How have you managed being a mompreneur?
First and foremost, I am a Mom. That itself is a full-time job. Interwoven between my role as matriarch and wife, I love being a creative designer. Being a designer and doing what I love is the most amazing occupation I could imagine.
As a mompreneur, I pride myself on being organized. I create lists and calendars to keep up with schedules and activities for my family and business. The flexibility of being a freelance professional allows me to design around my family responsibilities.
How has your business grown since?
I usually have about 5 or 6 projects going on at a time. Large or small, my business has grown tremendously over the years. I have not done any paid advertising, only a facebook page and a few ads on Craigslist. Word of mouth seems to work well for me.
Growth as a Designer
As your business grew, how did you grow technically as a designer?
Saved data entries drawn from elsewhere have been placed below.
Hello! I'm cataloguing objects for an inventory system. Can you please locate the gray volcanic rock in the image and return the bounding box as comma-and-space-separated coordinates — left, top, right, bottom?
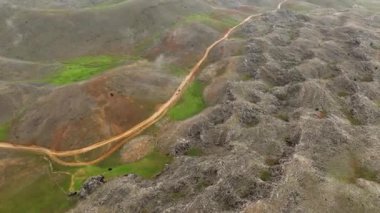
72, 0, 380, 212
78, 175, 105, 198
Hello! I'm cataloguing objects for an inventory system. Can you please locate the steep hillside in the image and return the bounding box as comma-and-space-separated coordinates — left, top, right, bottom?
72, 1, 380, 212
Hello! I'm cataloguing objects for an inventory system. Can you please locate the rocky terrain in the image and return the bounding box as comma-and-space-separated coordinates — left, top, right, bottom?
71, 1, 380, 212
0, 0, 380, 213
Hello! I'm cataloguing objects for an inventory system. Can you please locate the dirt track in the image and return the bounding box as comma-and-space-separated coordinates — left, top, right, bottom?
0, 0, 288, 166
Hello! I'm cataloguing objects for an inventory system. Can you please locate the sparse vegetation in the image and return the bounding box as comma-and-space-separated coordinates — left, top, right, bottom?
184, 13, 239, 31
70, 150, 171, 190
265, 157, 280, 166
185, 147, 203, 157
276, 112, 290, 122
338, 91, 350, 97
47, 56, 139, 85
330, 154, 379, 183
168, 81, 206, 120
260, 170, 271, 181
167, 64, 187, 76
345, 112, 362, 126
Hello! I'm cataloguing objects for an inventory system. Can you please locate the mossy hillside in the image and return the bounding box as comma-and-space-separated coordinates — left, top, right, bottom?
168, 81, 206, 120
183, 13, 239, 31
47, 55, 139, 85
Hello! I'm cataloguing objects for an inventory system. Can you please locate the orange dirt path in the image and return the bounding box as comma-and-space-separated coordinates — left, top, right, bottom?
0, 0, 288, 166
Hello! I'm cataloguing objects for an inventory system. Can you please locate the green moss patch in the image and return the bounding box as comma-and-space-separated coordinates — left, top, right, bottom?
168, 81, 206, 120
329, 154, 379, 183
47, 55, 139, 85
70, 151, 171, 191
184, 13, 239, 31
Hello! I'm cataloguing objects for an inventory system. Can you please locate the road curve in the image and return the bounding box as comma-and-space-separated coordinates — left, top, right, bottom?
0, 0, 288, 166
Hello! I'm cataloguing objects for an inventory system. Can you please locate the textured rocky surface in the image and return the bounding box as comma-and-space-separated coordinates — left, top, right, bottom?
72, 2, 380, 212
72, 3, 380, 212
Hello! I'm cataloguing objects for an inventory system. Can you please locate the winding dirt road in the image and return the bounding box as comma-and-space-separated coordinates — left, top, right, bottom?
0, 0, 288, 166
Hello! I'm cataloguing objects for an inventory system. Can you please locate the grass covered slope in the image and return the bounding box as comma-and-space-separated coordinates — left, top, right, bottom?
47, 55, 137, 85
168, 81, 206, 120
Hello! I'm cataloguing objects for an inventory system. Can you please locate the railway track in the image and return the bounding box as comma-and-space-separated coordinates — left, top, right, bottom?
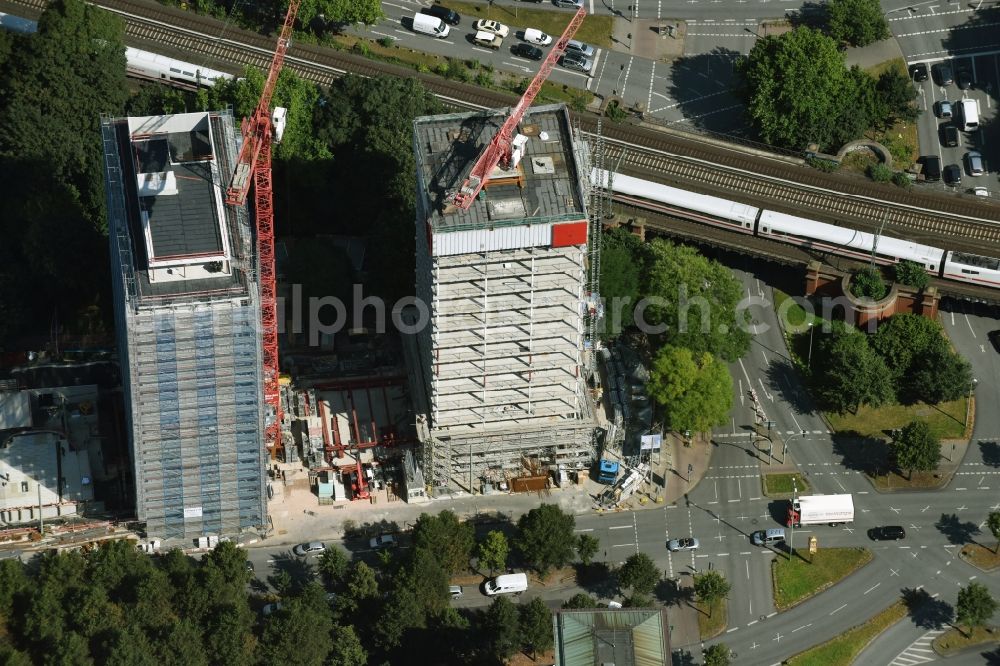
7, 0, 1000, 256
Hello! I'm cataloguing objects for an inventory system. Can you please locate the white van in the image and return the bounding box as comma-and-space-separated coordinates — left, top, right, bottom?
413, 14, 451, 39
485, 574, 528, 597
958, 98, 979, 132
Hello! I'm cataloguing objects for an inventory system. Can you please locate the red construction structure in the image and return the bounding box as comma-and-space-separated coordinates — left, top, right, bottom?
455, 5, 587, 210
226, 0, 302, 459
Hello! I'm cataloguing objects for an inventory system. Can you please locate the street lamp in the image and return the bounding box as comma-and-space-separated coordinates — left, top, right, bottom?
809, 322, 816, 370
781, 430, 806, 465
965, 377, 979, 430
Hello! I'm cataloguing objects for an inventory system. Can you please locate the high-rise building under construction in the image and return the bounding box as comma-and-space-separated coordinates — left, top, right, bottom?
408, 106, 595, 492
101, 112, 266, 539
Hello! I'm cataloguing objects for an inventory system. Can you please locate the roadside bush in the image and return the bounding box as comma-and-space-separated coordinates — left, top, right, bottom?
851, 266, 888, 301
868, 164, 892, 183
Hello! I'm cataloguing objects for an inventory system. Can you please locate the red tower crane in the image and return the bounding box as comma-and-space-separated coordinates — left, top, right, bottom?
455, 5, 587, 210
226, 0, 302, 455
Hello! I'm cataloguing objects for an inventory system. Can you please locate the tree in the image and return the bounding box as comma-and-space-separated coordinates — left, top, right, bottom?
704, 643, 732, 666
317, 545, 351, 587
986, 511, 1000, 553
955, 582, 1000, 634
478, 530, 510, 576
896, 258, 930, 290
563, 592, 598, 609
600, 227, 645, 338
618, 553, 660, 595
818, 331, 894, 413
413, 509, 476, 574
740, 27, 867, 150
484, 596, 521, 661
514, 504, 576, 575
576, 534, 601, 567
521, 597, 553, 659
901, 344, 972, 405
826, 0, 889, 46
892, 421, 941, 478
646, 345, 733, 432
694, 569, 732, 617
636, 238, 750, 361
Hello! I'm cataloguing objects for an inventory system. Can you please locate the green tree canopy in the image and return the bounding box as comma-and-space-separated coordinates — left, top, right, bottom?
636, 238, 750, 361
818, 331, 894, 413
826, 0, 889, 46
955, 582, 1000, 631
514, 504, 576, 574
892, 421, 941, 475
694, 569, 732, 616
646, 345, 733, 432
618, 553, 660, 595
413, 509, 476, 574
477, 530, 510, 576
741, 27, 869, 150
521, 597, 553, 658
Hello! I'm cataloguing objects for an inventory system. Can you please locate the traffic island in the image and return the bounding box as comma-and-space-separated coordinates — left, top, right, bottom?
771, 548, 872, 610
762, 472, 809, 498
694, 599, 729, 641
931, 627, 1000, 657
958, 543, 1000, 573
784, 601, 907, 666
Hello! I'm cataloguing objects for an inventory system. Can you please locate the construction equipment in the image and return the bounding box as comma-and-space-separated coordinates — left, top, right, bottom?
226, 0, 302, 458
455, 5, 587, 210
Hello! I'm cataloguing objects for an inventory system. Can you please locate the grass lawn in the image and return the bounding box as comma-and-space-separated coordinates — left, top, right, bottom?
931, 627, 1000, 657
695, 599, 729, 641
432, 0, 614, 48
784, 601, 907, 666
771, 540, 872, 610
959, 543, 1000, 572
826, 398, 966, 440
764, 472, 809, 496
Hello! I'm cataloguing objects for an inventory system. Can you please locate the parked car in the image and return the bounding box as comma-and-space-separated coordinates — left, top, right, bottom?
420, 5, 462, 25
510, 42, 545, 60
559, 51, 594, 74
368, 534, 397, 550
934, 63, 955, 86
566, 39, 594, 58
472, 19, 510, 37
667, 537, 698, 552
965, 150, 986, 176
943, 164, 962, 185
868, 525, 906, 541
524, 28, 552, 46
292, 541, 326, 557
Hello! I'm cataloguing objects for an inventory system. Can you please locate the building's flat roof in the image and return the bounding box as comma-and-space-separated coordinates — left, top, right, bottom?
414, 105, 585, 232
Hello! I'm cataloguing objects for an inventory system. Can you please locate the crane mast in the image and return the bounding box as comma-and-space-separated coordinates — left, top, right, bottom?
455, 6, 587, 210
226, 0, 302, 455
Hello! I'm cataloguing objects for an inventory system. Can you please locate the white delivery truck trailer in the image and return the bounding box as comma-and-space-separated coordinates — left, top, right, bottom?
787, 495, 854, 527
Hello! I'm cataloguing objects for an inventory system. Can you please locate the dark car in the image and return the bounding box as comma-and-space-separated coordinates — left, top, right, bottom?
510, 42, 544, 60
868, 525, 906, 541
942, 164, 962, 185
941, 125, 959, 146
934, 63, 955, 86
420, 5, 462, 25
918, 155, 941, 180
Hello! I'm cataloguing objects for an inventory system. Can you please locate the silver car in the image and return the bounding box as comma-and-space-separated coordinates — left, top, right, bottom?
667, 537, 698, 552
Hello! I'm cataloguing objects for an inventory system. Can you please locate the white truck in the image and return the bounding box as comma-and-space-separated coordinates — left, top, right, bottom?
787, 495, 854, 527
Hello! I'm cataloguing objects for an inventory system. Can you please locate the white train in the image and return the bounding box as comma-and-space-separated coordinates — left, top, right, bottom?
591, 169, 1000, 288
0, 12, 233, 88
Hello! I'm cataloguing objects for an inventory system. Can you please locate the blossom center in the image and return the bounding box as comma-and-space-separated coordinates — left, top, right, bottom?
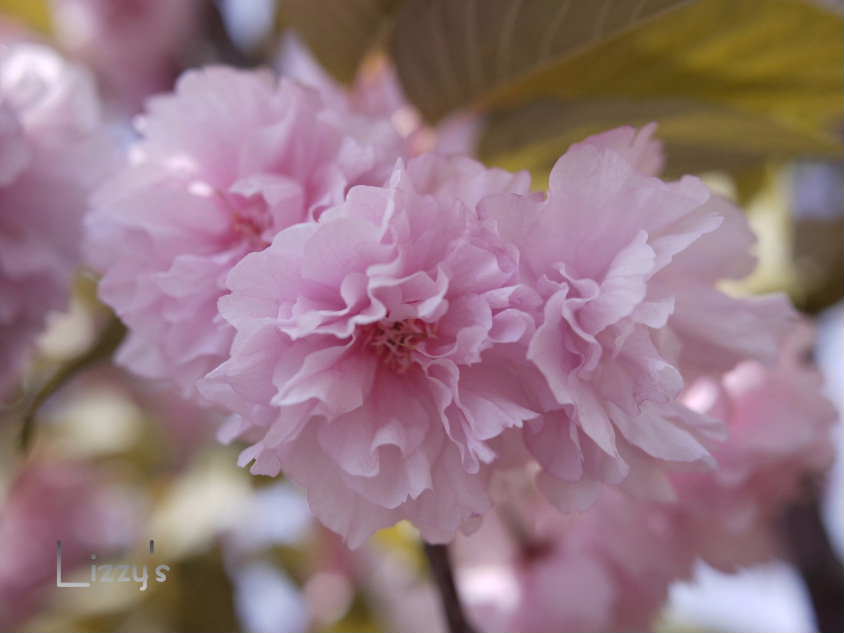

I seem to learn a new techniques all the time. When I am out on the web searching for inspiration, I may see a 3d image or interesting type effect that is appealing. I then find the tutorial so that I can add that to my skill set.
What is your creative process for projects?
I first research the client, history of the business, their industry and competition. After that, I have a ‘blueprint’ of what I need to communicate. I do not like just throwing an icon next to a font type because it looks good. Sometimes it is visually appealing, but I would never be comfortable unless I create a strong and unique logo that represents the true essence of the business, and helps communicate that to the world.